Sex differences in the association between diabetes and risk of cardiovascular disease, cancer, and all-cause and cause-specific mortality: A systematic review and meta-analysis of 5,162,654 participants
journal contributionposted on 2019-01-01, 00:00 authored by Y Wang, Adrienne O'NeilAdrienne O'Neil, Y Jiao, L Wang, J Huang, Y Lan, Y Zhu, C Yu
Background: Studies have suggested sex differences in the mortality rate associated with diabetes. We conducted a meta-analysis to estimate the relative effect of diabetes on the risk of all-cause, cancer, cardiovascular disease (CVD), infectious disease, and respiratory disease mortality in women compared with men. Methods: Studies published from their inception to April 1, 2018, identified through a systematic search of PubMed and EMBASE and review of references.

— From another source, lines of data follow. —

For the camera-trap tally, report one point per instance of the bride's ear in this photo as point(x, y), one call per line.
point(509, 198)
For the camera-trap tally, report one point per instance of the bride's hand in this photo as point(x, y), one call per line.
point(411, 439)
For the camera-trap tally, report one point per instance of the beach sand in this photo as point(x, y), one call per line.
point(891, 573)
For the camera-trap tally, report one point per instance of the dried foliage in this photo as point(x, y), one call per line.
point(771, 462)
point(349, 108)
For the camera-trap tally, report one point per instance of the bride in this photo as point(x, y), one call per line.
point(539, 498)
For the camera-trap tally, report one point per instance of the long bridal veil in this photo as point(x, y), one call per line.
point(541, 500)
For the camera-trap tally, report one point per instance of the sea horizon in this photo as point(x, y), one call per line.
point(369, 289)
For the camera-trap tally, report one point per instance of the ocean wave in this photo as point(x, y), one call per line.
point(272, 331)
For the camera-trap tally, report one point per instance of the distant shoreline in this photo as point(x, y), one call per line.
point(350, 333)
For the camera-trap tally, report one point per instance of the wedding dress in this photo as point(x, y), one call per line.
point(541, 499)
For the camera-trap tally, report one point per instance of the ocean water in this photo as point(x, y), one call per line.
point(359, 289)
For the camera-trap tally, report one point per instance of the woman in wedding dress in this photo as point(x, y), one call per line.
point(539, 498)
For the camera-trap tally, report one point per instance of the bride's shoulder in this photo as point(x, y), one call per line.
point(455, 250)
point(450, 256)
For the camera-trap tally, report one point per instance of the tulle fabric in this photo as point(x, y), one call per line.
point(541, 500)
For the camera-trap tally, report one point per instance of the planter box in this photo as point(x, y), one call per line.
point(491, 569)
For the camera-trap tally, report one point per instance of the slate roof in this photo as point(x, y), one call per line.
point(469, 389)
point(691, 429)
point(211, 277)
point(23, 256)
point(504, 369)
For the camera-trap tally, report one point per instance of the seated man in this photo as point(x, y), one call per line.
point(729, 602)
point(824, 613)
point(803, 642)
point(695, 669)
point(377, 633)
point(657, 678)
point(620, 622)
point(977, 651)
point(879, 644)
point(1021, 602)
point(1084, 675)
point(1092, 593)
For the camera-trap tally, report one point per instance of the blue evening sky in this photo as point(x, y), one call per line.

We used the sex-specific RRs to derive the women-to-men ratio of RRs (RRR) and 95% CIs from each study. Subsequently, the RRR for each outcome was pooled with random-effects meta-analysis weighted by the inverse of the variances of the log RRRs. Results: Forty-nine studies with 86 prospective cohorts met the inclusion criteria and were eligible for analysis. The pooled women-to-men RRR showed a 13% greater risk of all-cause mortality associated with diabetes in women than in men (RRR 1.13, 95% CI 1.07 to 1.19; P < 0.001). The pooled multiple-adjusted RRR indicated a 30% significantly greater excess risk of CVD mortality in women with diabetes compared with men (RRR 1.30, 95% CI 1.13 to 1.49; P < 0.001). Compared with men with diabetes, women with diabetes had a 58% greater risk of coronary heart disease (CHD) mortality, but only an 8% greater risk of stroke mortality (RRRCHD 1.58, 95% CI 1.32 to 1.90; P < 0.001; RRRstroke 1.08, 95% CI 1.01 to 1.15; P < 0.001). However, no sex differences were observed in pooled results of populations with or without diabetes for all-cancer (RRR 1.02, 95% CI 0.98 to 1.06; P = 0.21), infectious (RRR 1.13, 95% CI 0.90 to 1.38; P = 0.33), and respiratory mortality (RRR 1.08, 95% CI 0.95 to 1.23; P = 0.26). Conclusions: Compared with men with the same condition, women with diabetes have a 58% and 13% greater risk of CHD and all-cause mortality, respectively, although there was a significant heterogeneity between studies. This points to an urgent need to develop sex- and gender-specific risk assessment strategies and therapeutic interventions that target diabetes management in the context of CHD prevention.